The top 10 neighbors for GQ Style span five distinct subcategories — magazines, non-profits, websites, TV channels, and news publishers — with no single neighbor pulling far ahead of the others. Similarity scores run from 0.98 down to 0.95, a narrow band that defines the flat shape.
Five of the ten neighbors are magazines: GQ Magazine (0.98), Harper's Bazaar (0.96), Variety (0.96), Glamour (0.96), and The Hollywood Reporter (0.96). That same-kind cluster is the backbone of the set. But the remaining five neighbors are a cross-kind mix that cuts against a purely fashion-and-style reading: Amnesty International USA (0.96) and Human Rights Watch (0.96) are non-profits, Who What Wear (0.95) is a website, Teen Vogue (0.95) is a magazine, and Al Jazeera English (0.95) is a TV channel.
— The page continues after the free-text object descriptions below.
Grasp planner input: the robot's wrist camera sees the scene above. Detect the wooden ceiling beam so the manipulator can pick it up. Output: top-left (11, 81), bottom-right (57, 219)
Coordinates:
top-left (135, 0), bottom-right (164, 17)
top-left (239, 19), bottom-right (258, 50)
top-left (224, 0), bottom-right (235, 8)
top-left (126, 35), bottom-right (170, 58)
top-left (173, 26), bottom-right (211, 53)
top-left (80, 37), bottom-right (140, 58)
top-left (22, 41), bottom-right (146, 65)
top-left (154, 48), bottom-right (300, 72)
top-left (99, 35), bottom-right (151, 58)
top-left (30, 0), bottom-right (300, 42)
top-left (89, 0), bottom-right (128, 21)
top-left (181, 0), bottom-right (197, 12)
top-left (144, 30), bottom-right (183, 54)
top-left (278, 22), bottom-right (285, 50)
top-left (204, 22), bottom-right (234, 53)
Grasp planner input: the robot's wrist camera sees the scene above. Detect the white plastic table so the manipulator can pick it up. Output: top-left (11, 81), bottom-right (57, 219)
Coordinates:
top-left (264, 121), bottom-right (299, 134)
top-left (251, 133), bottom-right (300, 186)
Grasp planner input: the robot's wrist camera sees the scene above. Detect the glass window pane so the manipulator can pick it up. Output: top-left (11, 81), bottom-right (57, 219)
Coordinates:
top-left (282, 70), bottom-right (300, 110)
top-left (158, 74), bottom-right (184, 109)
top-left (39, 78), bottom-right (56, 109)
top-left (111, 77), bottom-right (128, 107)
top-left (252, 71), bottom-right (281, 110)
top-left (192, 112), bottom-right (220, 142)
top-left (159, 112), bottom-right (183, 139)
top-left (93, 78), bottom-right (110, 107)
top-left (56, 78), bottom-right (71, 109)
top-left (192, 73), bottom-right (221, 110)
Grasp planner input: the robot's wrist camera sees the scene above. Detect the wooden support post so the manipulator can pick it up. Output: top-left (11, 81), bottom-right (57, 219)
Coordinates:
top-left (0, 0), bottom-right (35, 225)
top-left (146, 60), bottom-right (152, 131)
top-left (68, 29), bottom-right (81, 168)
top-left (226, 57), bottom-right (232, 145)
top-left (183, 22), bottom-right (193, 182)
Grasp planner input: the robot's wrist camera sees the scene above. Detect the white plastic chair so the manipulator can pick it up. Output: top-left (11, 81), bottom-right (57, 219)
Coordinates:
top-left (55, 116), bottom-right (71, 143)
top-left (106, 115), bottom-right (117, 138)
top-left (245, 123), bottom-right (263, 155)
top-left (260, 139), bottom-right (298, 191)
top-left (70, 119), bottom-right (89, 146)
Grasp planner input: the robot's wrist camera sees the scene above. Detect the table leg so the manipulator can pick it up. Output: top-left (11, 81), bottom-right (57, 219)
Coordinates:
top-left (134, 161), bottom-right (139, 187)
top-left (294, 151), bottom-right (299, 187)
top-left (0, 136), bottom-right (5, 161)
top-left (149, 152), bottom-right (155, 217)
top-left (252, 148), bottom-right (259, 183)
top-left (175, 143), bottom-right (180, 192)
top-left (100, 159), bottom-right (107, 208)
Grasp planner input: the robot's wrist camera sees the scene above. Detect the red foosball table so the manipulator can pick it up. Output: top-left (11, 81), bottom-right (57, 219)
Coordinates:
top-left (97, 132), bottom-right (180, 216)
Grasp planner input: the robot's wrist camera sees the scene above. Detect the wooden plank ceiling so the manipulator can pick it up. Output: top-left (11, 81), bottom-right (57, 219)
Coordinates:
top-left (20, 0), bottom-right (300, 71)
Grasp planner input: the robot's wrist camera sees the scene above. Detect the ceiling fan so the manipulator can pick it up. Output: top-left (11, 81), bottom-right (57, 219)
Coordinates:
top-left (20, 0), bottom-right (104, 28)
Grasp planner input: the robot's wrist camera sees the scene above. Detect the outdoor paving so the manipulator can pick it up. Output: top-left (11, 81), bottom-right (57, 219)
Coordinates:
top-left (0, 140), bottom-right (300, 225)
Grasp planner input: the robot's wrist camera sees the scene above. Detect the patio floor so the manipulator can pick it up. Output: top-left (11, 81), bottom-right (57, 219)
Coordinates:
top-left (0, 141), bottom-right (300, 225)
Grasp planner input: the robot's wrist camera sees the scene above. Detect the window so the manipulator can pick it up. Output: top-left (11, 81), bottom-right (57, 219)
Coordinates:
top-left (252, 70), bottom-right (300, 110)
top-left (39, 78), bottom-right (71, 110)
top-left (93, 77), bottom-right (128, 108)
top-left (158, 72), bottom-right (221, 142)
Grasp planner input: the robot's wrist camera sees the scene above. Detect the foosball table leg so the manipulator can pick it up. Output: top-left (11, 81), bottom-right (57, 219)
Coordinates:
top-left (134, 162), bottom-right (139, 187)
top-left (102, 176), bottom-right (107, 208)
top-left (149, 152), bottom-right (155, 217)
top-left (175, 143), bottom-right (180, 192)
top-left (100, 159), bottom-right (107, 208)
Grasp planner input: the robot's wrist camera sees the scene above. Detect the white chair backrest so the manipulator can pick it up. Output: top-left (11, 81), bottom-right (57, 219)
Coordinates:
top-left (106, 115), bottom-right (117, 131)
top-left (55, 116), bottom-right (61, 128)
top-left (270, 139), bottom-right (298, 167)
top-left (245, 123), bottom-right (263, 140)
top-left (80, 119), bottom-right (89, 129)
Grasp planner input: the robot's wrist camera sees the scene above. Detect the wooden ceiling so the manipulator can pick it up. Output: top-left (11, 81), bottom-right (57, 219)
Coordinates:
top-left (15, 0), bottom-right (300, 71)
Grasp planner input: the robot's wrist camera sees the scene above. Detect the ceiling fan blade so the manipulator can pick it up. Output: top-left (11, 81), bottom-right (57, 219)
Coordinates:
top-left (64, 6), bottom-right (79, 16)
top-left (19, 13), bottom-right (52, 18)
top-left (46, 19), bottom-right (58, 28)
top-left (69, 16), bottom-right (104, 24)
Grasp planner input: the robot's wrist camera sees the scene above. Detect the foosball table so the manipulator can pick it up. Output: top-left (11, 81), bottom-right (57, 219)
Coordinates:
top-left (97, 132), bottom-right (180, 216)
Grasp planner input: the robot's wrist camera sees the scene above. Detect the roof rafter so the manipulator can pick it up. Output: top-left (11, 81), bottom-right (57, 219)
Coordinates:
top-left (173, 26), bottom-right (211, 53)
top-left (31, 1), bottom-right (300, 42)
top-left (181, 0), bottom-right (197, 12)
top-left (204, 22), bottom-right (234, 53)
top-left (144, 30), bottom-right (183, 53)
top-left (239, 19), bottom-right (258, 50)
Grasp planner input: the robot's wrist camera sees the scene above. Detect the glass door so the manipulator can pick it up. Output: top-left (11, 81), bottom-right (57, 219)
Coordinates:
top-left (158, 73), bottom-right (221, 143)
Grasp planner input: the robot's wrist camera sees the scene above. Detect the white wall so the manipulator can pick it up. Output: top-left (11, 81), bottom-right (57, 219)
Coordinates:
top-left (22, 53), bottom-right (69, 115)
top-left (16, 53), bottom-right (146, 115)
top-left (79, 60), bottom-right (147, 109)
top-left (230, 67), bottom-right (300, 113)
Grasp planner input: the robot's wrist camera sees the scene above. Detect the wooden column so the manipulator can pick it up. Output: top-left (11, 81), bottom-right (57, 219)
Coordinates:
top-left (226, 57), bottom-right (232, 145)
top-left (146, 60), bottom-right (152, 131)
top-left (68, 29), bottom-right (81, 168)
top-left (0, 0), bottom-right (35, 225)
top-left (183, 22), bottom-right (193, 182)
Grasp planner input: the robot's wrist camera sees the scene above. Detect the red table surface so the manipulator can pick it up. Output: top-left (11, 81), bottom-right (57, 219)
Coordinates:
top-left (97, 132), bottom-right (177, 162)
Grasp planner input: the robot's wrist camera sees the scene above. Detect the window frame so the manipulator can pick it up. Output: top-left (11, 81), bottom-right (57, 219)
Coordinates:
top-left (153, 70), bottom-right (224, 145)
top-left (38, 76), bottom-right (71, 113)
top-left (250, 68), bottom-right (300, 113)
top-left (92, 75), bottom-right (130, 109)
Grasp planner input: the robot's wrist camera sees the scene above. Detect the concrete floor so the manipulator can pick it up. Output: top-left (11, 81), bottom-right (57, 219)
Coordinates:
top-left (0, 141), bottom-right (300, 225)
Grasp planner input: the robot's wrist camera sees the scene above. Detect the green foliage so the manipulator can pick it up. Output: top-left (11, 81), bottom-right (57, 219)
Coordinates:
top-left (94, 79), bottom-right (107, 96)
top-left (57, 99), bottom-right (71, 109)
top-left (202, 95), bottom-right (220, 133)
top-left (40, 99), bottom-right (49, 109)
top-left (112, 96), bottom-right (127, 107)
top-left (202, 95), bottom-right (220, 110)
The presence of two major human-rights organizations at near-identical scores to fashion titles is the most structurally notable feature of this top 10 — their audiences are shaped closely enough to GQ Style's that they land inside the same narrow similarity band as Harper's Bazaar and Glamour.
The flat shape, combined with that cross-kind mix, suggests GQ Style draws an audience whose composition overlaps broadly with both style media and globally-minded editorial and advocacy channels.